Of course, there was bravery. Lots of Confederate soldiers and generals were very brave. So were lots of German soldiers in World War II, and their bravery is frequently noted, but no one enshrines the cause they fought for.
Slavery was institutionalized in the Old South, and after defeat, it became unofficially institutionalized via things like the Ku Klux Klan and enshrined in segregation. Segregation became the new form of white rule down South. It became the new way of life, the official way of life, and the Confederate battle flag became its symbol, an unspoken badge of white supremacy, of the way things were, the way a lot of people wished it could be again. Few people are ever willing to own up to this continuity publicly (few white people), but everyone knows.
This is why racism is different in the South.
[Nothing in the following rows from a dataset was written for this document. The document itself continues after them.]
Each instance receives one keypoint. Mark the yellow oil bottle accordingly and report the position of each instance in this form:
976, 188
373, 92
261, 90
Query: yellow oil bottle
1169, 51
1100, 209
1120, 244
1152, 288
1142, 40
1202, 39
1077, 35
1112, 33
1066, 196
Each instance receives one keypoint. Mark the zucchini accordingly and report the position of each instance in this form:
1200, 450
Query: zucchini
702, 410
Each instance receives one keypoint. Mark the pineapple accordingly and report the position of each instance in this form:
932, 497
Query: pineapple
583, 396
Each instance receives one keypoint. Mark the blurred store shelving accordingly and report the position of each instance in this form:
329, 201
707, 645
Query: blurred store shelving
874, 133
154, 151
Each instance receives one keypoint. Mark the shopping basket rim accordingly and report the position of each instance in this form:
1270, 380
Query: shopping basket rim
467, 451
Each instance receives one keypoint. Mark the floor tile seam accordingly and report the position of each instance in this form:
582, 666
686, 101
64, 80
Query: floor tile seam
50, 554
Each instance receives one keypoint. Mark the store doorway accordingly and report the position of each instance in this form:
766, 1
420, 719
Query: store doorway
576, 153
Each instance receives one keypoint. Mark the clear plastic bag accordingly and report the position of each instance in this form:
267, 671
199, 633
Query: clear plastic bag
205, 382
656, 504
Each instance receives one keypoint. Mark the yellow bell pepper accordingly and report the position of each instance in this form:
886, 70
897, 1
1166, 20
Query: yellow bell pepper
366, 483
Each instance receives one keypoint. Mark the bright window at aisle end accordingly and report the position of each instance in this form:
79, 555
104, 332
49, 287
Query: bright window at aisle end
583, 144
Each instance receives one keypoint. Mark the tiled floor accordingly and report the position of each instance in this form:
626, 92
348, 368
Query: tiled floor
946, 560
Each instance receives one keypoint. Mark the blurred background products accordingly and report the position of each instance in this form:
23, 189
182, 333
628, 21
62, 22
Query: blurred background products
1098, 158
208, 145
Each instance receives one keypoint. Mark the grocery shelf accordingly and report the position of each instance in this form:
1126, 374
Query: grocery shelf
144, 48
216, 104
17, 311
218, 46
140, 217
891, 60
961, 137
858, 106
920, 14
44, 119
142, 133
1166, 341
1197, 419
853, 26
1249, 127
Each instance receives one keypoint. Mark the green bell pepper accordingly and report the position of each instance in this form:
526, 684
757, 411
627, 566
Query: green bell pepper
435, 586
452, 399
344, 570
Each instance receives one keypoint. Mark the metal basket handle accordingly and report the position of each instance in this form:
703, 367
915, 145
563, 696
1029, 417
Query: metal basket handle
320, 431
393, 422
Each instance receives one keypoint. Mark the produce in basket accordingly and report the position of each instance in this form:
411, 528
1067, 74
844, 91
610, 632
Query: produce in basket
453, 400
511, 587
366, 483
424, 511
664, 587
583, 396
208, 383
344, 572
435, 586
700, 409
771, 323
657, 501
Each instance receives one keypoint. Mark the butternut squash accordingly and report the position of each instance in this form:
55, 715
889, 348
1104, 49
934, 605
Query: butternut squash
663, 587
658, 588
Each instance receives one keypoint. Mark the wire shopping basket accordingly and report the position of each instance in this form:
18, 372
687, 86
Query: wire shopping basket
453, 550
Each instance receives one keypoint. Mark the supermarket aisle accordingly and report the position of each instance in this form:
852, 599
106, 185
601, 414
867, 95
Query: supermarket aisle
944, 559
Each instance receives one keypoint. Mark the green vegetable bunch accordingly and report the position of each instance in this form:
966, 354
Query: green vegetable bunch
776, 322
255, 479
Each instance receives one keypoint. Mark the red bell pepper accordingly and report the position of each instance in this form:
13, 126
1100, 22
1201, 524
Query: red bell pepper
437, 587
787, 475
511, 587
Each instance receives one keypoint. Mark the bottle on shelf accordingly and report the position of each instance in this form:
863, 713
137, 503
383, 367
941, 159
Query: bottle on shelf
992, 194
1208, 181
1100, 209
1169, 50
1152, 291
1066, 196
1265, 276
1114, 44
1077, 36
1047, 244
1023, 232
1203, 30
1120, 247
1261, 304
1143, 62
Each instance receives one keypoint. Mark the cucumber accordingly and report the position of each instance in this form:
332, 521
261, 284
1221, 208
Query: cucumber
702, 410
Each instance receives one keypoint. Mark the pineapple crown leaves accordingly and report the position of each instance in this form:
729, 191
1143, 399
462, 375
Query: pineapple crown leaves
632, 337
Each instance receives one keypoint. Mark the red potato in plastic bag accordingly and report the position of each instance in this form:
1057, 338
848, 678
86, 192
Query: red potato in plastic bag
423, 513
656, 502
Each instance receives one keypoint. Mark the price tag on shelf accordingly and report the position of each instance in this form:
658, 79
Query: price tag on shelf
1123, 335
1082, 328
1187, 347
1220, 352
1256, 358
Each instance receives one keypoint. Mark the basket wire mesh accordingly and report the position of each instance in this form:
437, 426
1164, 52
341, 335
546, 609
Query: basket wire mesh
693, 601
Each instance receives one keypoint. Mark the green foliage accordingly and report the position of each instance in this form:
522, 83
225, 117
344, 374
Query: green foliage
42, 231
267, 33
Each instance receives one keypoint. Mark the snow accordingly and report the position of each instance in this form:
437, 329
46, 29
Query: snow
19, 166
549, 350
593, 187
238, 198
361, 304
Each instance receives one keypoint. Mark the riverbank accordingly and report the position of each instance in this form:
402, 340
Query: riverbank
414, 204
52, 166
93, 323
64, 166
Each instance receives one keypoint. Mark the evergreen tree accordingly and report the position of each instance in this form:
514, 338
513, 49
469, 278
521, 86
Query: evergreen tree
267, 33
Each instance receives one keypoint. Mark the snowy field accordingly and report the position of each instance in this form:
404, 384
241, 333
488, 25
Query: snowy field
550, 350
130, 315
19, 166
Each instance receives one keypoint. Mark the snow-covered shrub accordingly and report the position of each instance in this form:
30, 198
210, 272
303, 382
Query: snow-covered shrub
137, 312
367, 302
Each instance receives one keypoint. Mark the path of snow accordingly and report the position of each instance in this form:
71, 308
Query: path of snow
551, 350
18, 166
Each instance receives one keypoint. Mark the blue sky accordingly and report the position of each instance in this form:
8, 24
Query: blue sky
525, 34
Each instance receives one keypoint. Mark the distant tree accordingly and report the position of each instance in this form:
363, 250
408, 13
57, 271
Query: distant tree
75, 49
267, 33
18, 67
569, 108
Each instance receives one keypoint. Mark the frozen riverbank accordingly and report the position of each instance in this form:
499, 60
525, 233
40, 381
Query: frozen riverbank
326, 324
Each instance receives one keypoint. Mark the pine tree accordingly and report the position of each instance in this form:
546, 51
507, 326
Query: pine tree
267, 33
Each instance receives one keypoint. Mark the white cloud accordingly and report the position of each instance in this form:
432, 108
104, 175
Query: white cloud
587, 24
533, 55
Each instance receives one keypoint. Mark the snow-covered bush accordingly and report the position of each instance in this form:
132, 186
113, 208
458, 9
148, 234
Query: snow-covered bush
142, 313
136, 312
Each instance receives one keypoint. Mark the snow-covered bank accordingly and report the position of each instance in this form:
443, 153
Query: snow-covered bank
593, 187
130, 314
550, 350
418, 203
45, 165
This is why most attacks on black churches have happened there, and most lynchings of black men. It’s not because there is so much more racism; it’s because it’s institutional, because it’s part of the fabric of Southern culture, and it all goes back to the Great Southern Myth.
Charleston is just a symptom. Much more important are the symbols, and as much as the Confederate flag has a unique place, it’s more instructive to look at concrete items right in the Lone Star State. The Ku Klux Klan and other hate groups operate numerous chapters in Texas, according to the Southern Poverty Law Center. Denials that slavery was the primary cause of the Civil War are easily found on the website of the Texas chapter of the Sons of Confederate Veterans. And, of course, you can always go to Orange, where the Sons of Confederate Veterans are building a large memorial to the Confederacy just off Interstate 10. What better symbol could there be?
Back in the day of Robert E. Lee, Virginia was the pivot of the South.
Secession couldn’t really have happened without Virginia. Now, in a very real way, Texas is the pivot. Its population dwarfs the rest of the South (Texas is basically equal to Georgia, North Carolina and Virginia put together), and the Texas influence on school textbooks is enormous.
So, the real question now isn’t just how much has the South changed; it’s just as surely how much has Texas changed? Everyone likes to talk about “the New Texas,” and now it’s time to find out. How honest are the people of Texas going to be about the roots of all this, about what the Civil War was really about, and what the Confederate battle flag actually stands for?
There are no simple answers to all this, no quick solutions. But there won’t be any solutions at all as long as large parts of the South — and most definitely large parts of Texas — are in denial about the true roots of the problem. There won’t be real progress until most Texans and most Southerners alike can look in the mirror and stand up and say: “Slavery was evil. It was what the South fought for, and the Confederate flag is its symbol.”